Clinical overview of chronic granulomatous disease (CGD)

NADPH oxidase: the biochemical basis of CGD

See how a mutation in any of the 5 nicotinamide adenine dinucleotide phosphate (NADPH) oxidase
component genes can lead to life-threatening bacterial and fungal infections.

What is chronic granulomatous disease?

CGD is a rare inherited primary immunodeficiency disorder where the immune system does not work properly. This primary immunodeficiency disorder of phagocytes (neutrophils, monocytes, macrophages, and eosinophils) results in impaired killing of fungi and bacteria, which can lead to severe and recurrent infections.^1,2

CGD life expectancy

With the development of preventative therapies and early recognition of infectious complications, 90% of children with CGD now survive into adulthood. This remains, however, largely dependent on several factors, including time of diagnosis, access to care, expertise of caregiver, adherence to therapy, and lifestyle modifications.^3,4

Inheriting CGD

CGD can be inherited in 2 ways:

X-linked CGD is passed down from the carrier mother and is the most common form of CGD. It primarily affects male children, and symptoms usually appear early in childhood.^3,5
Autosomal recessive CGD presents later in life, which can delay diagnosis. Serious infections* may be less frequent.⁶ Autosomal recessive CGD is passed down by 2 carrier parents and can affect both male and female children.

X-linked CGD Carriers

X-linked carriers can experience various symptoms and may be at risk for serious infections. Carriers may experience CGD-related
lupus-like symptoms including^3,7-9

Skin rash
Sensitivity to the sun
Pain and swelling of the joints
Feeling tired all the time
Weight loss

Identifying CGD

Knowing what to look for can aid in the diagnosis of CGD. Suspect CGD in a patient with

Frequent, repeat infections
Unusually severe infections
Infections from a specific group of pathogens

CGD lifestyle modifications

Infections can be caused by bacteria and fungi from many places. They live in places like gardens (in mulch), playgrounds (in woodchips), and in lakes and ponds. People with CGD can still enjoy outdoor activities, but they should be cautioned to stay away from these places. Patients with CGD should also avoid the following

Raking leaves or being around someone raking leaves
Barns, caves, and other musty places
Hay rides
Smoking or being around someone smoking

Benefits of early diagnosis and treating CGD

Early diagnosis and prophylactic treatment benefits patients with CGD because they have a higher incidence of serious infections* relative to the normal population.

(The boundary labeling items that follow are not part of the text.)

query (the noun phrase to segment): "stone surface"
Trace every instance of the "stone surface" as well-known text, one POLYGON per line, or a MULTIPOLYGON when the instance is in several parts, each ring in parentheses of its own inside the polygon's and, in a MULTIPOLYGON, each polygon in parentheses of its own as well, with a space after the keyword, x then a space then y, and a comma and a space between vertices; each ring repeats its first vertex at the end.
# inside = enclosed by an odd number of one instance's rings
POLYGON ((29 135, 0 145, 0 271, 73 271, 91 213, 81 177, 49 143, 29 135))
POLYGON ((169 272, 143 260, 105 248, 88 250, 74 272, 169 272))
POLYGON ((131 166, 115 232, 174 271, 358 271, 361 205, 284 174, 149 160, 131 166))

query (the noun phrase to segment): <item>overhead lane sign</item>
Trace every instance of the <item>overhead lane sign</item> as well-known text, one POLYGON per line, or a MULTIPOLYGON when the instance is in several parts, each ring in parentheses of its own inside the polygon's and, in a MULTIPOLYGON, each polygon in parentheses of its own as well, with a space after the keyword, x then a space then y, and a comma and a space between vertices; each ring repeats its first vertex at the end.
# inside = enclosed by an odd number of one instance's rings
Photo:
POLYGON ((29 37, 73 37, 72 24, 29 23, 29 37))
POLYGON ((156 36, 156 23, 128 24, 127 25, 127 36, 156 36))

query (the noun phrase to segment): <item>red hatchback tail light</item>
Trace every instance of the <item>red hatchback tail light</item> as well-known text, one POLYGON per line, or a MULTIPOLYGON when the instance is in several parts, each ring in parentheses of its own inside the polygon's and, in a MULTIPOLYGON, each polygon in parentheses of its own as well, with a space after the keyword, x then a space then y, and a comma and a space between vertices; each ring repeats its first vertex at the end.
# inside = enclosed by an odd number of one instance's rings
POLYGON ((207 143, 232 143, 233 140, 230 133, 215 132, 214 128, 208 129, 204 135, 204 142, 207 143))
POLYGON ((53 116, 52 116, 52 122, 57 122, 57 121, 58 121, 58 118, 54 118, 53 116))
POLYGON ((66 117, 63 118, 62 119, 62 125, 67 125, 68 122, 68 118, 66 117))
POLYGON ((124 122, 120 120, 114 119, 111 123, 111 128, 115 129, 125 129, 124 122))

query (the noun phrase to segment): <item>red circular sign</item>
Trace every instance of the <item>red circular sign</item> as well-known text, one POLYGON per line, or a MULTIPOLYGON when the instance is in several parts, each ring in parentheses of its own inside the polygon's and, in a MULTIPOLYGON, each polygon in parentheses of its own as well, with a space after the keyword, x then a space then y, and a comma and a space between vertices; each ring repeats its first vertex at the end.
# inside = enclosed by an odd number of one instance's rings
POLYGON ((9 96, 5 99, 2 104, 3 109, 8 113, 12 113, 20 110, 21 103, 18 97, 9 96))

Serious infections* can be life-threatening and result in long hospital stays.^1,3

To help protect patients with CGD against serious infections,* triple prophylactic therapy consisting of antibiotics, antifungals, and Interferon gamma, such as ACTIMMUNE, is recommended by the^10,11

ACTIMMUNE is the only FDA-approved therapy indicated for reducing the frequency and severity of serious infections* associated with CGD.^12,13

*Serious infection is defined as a clinical event requiring hospitalization and/or intravenous antibiotics.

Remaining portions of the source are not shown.